While we love a last-minute travel deal, this may not be the year to wait it out, due to increased demand and decreased supply. Nonetheless, people will inevitably cancel travel plans this year, so if you're willing to sweat it out and wait until a few days before your trip to book your NYE hotel, you might just cash in on an exceptional deal at a high-end hotel. Check out HotelTonight to see last-minute deals on great properties.
6. Book a “secret” hotel room.
“Secret” rooms are those that hotels will typically sell at a reduced rate when they haven’t yet been filled. You won’t know what the exact accommodations will be until you make your reservation, but savings can top 60%. Check out Hotwire and Lastminute.com to add an element of surprise to your holiday hotel booking.
7. Call the front desk.
It's easy to book hotels on a desktop or even a smartphone, but sometimes a phone call is worth the effort. When you call, ask for the “cheapest nonrefundable rate.” You'd be surprised, as they may have a rate you didn't find online.
8. Join a club — or take advantage of ones you’re already in.
Costco, AAA, AARP, professional organizations — all of these can offer discounts on travel. Familiarize yourself with the bargains (especially if you're already an AAA member) so you don't spend more than you have to. If you're not sure what deals your organization of choice offers, walk into your local retailer and ask, or go online. Sometimes, it really is as simple as typing "Costco hotel deals" into Google.

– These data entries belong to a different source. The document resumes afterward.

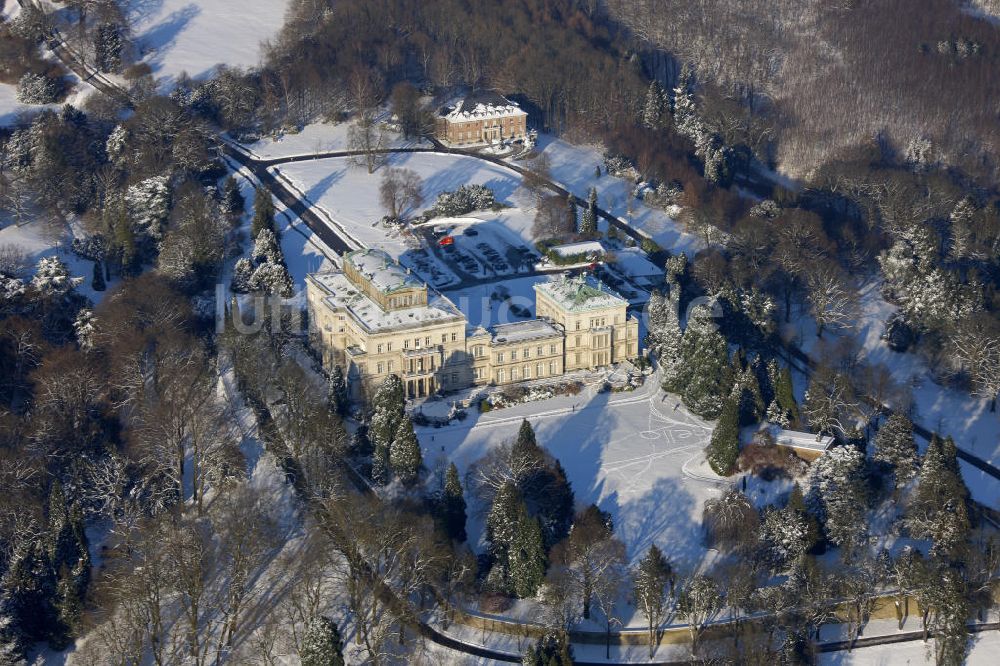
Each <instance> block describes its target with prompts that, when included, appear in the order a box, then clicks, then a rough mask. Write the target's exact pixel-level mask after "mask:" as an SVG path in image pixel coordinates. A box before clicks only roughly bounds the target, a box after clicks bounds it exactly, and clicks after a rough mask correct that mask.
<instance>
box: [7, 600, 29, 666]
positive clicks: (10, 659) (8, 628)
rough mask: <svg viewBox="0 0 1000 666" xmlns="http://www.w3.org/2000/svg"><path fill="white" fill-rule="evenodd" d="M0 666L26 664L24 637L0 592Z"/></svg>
mask: <svg viewBox="0 0 1000 666" xmlns="http://www.w3.org/2000/svg"><path fill="white" fill-rule="evenodd" d="M0 666H27V662H26V661H25V660H24V637H23V636H22V635H21V632H20V629H19V628H18V625H17V622H16V621H15V618H14V617H13V615H12V613H11V612H10V603H9V601H8V599H7V596H6V595H5V594H0Z"/></svg>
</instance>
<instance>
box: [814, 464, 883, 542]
mask: <svg viewBox="0 0 1000 666" xmlns="http://www.w3.org/2000/svg"><path fill="white" fill-rule="evenodd" d="M864 463H865V456H864V454H863V453H862V452H861V451H859V450H858V449H857V448H856V447H853V446H838V447H835V448H833V449H830V450H829V451H828V452H827V453H826V454H824V455H823V456H821V457H820V458H818V459H817V460H816V461H815V462H813V464H812V466H811V467H810V470H809V493H808V495H807V504H808V505H809V506H812V507H815V513H816V514H817V515H818V516H819V517H820V519H821V521H822V523H823V525H824V527H825V529H826V535H827V537H828V538H829V539H830V541H831V542H832V543H834V544H836V545H838V546H843V547H844V549H845V553H849V552H850V550H851V549H852V548H853V546H854V545H855V544H857V543H858V542H859V540H860V539H861V538H862V537H863V536H864V525H865V522H864V513H865V511H866V510H867V506H868V493H867V486H866V483H865V478H864Z"/></svg>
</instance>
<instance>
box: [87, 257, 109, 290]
mask: <svg viewBox="0 0 1000 666" xmlns="http://www.w3.org/2000/svg"><path fill="white" fill-rule="evenodd" d="M90 286H91V287H92V288H93V289H94V291H104V290H105V289H107V283H106V282H105V281H104V270H103V268H101V262H100V261H95V262H94V277H93V279H92V280H91V283H90Z"/></svg>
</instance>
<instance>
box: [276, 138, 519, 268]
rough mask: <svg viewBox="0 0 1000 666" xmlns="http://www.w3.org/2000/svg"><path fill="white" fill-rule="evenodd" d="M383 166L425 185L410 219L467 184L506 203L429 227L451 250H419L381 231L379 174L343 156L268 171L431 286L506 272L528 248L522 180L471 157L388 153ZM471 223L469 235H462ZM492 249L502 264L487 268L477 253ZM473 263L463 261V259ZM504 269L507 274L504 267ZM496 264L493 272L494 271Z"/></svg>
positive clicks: (413, 239)
mask: <svg viewBox="0 0 1000 666" xmlns="http://www.w3.org/2000/svg"><path fill="white" fill-rule="evenodd" d="M389 164H390V166H394V167H401V168H407V169H412V170H413V171H415V172H417V173H418V174H419V175H420V176H421V177H422V178H423V181H424V186H423V194H424V204H423V206H421V207H419V209H418V210H412V211H409V212H408V213H409V214H414V213H417V212H419V211H420V210H424V209H426V208H428V207H430V206H431V205H432V204H433V203H434V201H435V200H436V199H437V196H438V194H440V193H442V192H446V191H454V190H455V189H457V188H458V187H459V186H461V185H466V184H470V183H474V184H481V185H486V186H488V187H490V188H491V189H492V190H493V191H494V193H495V195H496V198H497V200H498V201H501V202H504V203H506V204H508V205H511V206H512V207H511V208H506V209H503V210H501V211H499V212H497V213H492V212H489V211H480V212H476V213H473V214H471V215H469V216H468V217H466V218H462V219H449V220H442V221H440V223H438V222H435V223H434V225H433V227H441V229H442V230H444V229H447V231H446V232H445V233H450V232H451V231H454V232H455V245H454V247H453V248H451V249H448V250H437V249H435V250H434V251H431V250H429V249H427V248H426V247H423V248H422V245H421V242H420V240H419V239H418V238H417V237H416V236H414V235H412V234H410V233H409V232H401V231H400V230H398V229H393V228H386V227H385V226H384V225H382V224H381V222H380V220H381V218H382V216H383V215H384V213H385V211H384V210H383V208H382V206H381V204H380V203H379V185H380V184H381V182H382V173H383V172H382V171H381V170H379V171H376V172H375V173H374V174H369V173H368V172H367V170H366V169H365V168H363V167H360V166H358V165H357V164H355V163H353V161H352V160H351V159H349V158H329V159H322V160H311V161H307V162H295V163H290V164H282V165H279V166H277V167H274V168H272V171H274V172H275V173H276V174H277V175H278V176H279V177H280V178H283V179H284V180H285V182H287V183H290V184H291V186H292V187H293V188H294V189H296V190H298V191H299V192H300V193H301V194H302V195H303V196H304V197H305V198H306V199H307V200H308V201H309V202H311V203H312V204H314V205H315V206H317V207H318V208H320V209H322V211H324V212H325V213H326V214H327V215H328V216H329V218H330V219H331V220H332V221H333V223H334V224H336V225H337V226H338V227H339V228H340V229H341V230H342V231H343V233H344V235H347V236H348V237H350V238H352V239H354V241H355V242H356V243H357V244H358V245H359V246H365V247H374V248H380V249H383V250H385V251H386V252H388V253H389V254H390V255H391V256H393V257H395V258H397V259H401V260H402V262H403V263H404V264H406V265H408V266H412V267H414V268H415V269H417V271H418V272H419V273H421V274H422V276H423V277H424V278H425V279H427V280H428V282H430V283H431V284H433V285H435V286H437V287H445V286H448V285H452V284H455V283H456V282H457V281H458V279H459V277H458V276H456V274H455V272H454V271H453V268H454V269H456V270H462V271H464V272H465V273H466V275H468V276H473V277H484V276H491V275H497V274H501V275H502V274H504V273H508V274H513V273H516V271H517V266H516V265H515V264H514V263H513V257H514V253H515V252H516V250H517V248H522V247H524V248H525V249H526V246H527V245H529V243H530V240H529V238H526V235H527V234H528V233H529V230H530V226H531V220H532V218H533V211H531V210H527V209H525V208H523V207H522V206H525V205H528V204H529V199H530V198H529V197H526V196H524V195H523V190H522V191H519V190H518V188H519V187H520V184H521V178H520V176H518V175H517V174H516V173H514V172H513V171H510V170H509V169H505V168H504V167H502V166H498V165H494V164H490V163H488V162H483V161H482V160H477V159H475V158H471V157H456V156H454V155H438V154H434V153H416V154H399V155H392V156H391V157H390V160H389ZM470 226H474V228H475V231H474V232H471V233H472V234H474V235H465V234H464V233H462V232H463V231H464V230H465V229H466V228H468V227H470ZM484 245H485V246H488V247H491V248H493V249H495V250H496V251H497V252H498V253H499V254H500V255H501V256H502V257H503V258H504V259H505V260H506V263H499V264H495V263H494V264H491V263H490V262H488V261H487V260H486V259H485V258H484V256H483V251H484V250H483V247H484ZM463 257H470V258H471V259H472V260H471V261H467V262H464V264H465V265H463V261H462V258H463ZM505 265H506V267H507V268H506V269H503V266H505ZM496 266H500V270H499V271H498V270H497V269H496Z"/></svg>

9. Look for business hotels.
Business hotels and properties near financial districts can be less busy during the holidays, driving down prices. The location may not be ideal for travelers hoping to walk around and explore the neighborhood near their accommodations, but the savings could make it worthwhile. Plus, it can be a treat to be in the heart of the city when the crowds have filtered out to the suburbs for the holidays.
10. Bid for your room.
Booking sites like Priceline provide the option to bid for your room, letting you select the neighborhood and star level you’re interested in to set competing prices. Similar to “secret” rooms, you won’t know the hotel until after you've booked, but you will be able to set your budget. Additionally, sites like BiddingTraveler.com can help you determine a bid that's not too high or low by looking at recent bookings and savings.

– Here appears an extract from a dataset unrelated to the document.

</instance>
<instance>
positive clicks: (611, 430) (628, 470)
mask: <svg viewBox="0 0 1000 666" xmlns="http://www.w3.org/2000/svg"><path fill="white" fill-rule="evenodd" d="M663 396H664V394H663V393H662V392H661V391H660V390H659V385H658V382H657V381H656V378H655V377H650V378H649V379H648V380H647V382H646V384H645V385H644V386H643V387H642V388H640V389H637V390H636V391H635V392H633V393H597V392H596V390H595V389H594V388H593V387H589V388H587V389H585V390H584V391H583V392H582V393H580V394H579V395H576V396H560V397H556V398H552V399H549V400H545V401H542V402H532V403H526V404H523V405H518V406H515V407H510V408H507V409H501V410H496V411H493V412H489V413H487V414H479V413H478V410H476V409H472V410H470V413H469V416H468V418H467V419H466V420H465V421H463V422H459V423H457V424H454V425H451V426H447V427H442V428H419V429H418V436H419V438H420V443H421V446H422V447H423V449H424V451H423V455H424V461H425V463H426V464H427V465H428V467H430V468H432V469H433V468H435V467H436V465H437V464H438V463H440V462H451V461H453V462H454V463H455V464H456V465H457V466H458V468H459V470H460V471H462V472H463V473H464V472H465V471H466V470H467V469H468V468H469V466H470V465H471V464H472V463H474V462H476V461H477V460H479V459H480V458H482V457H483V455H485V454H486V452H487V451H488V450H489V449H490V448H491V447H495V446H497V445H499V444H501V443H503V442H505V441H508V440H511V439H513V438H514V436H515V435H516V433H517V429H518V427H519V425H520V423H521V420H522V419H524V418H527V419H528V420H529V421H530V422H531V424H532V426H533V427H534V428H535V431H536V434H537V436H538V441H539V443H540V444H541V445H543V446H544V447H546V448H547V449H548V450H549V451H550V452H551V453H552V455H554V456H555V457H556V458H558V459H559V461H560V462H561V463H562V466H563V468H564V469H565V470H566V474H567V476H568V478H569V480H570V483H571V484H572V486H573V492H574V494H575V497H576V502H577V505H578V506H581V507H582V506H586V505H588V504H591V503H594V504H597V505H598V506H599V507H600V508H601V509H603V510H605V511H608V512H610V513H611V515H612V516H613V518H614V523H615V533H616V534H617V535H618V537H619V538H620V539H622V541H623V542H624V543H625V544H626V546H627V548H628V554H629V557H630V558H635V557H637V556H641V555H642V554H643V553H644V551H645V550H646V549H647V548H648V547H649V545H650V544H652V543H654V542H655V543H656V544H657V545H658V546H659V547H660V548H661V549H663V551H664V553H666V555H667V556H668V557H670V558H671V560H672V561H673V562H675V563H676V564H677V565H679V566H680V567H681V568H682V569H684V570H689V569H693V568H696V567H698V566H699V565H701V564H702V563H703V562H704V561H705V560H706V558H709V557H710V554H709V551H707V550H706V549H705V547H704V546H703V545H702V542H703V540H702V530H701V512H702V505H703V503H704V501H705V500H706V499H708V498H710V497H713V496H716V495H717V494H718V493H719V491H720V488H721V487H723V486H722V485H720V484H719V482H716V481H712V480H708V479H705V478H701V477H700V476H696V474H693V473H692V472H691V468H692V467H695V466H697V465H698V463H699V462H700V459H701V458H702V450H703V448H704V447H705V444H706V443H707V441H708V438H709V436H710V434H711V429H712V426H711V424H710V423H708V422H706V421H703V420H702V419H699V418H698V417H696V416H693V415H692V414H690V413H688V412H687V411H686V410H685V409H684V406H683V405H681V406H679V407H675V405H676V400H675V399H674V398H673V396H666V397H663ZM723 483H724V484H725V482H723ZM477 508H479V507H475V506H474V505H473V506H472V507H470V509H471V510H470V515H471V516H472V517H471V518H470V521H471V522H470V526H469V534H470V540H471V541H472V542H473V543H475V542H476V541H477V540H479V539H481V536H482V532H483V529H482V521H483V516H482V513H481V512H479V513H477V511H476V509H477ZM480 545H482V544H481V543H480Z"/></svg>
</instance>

11. See if your employer gets a discount.
Work for a large company? Your employer may offer travel discounts, either through a direct bargain or via a program like PlumBenefits. If you're not sure where to start, pull up the benefits literature from your employer, go to HR, or ask your most in-the-know colleague.
12. Check with convention and visitor bureaus.
Convention and visitor bureaus (CVBs) often partner with local hotels to offer travelers additional discounts and perks when booking through their site. Start by looking up your destination's tourism board (it's as simple as typing "Bermuda tourism board" into Google, for example). Then, find their hotels section and browse through their lodging recommendations for deals.
13. Take advantage of your credit card or loyalty program points.
Don't leave your credit card or loyalty program points on the table. If you've been letting your travel points accrue for the last year and a half, waiting for travel restrictions to lift, it might be time to cash in. You may not even realize you have so many usable points. Did you sign up for a Marriott rewards program years ago and forget about it? Find your log in information, check how many points you have, and browse properties within the Marriott umbrella (W Hotels, St. Regis, and more). If collecting travel points on your credit card is more your style, log in to your credit card's travel portal to get the best rate of return on your travel points. Cashing in on a great exchange rate for your travel points can make your money go so much further. When used for cash back, points might be worth one cent a piece, but when redeemed for travel through your bank, they could be worth 1.5 cents each, depending on your credit card and what you're purchasing.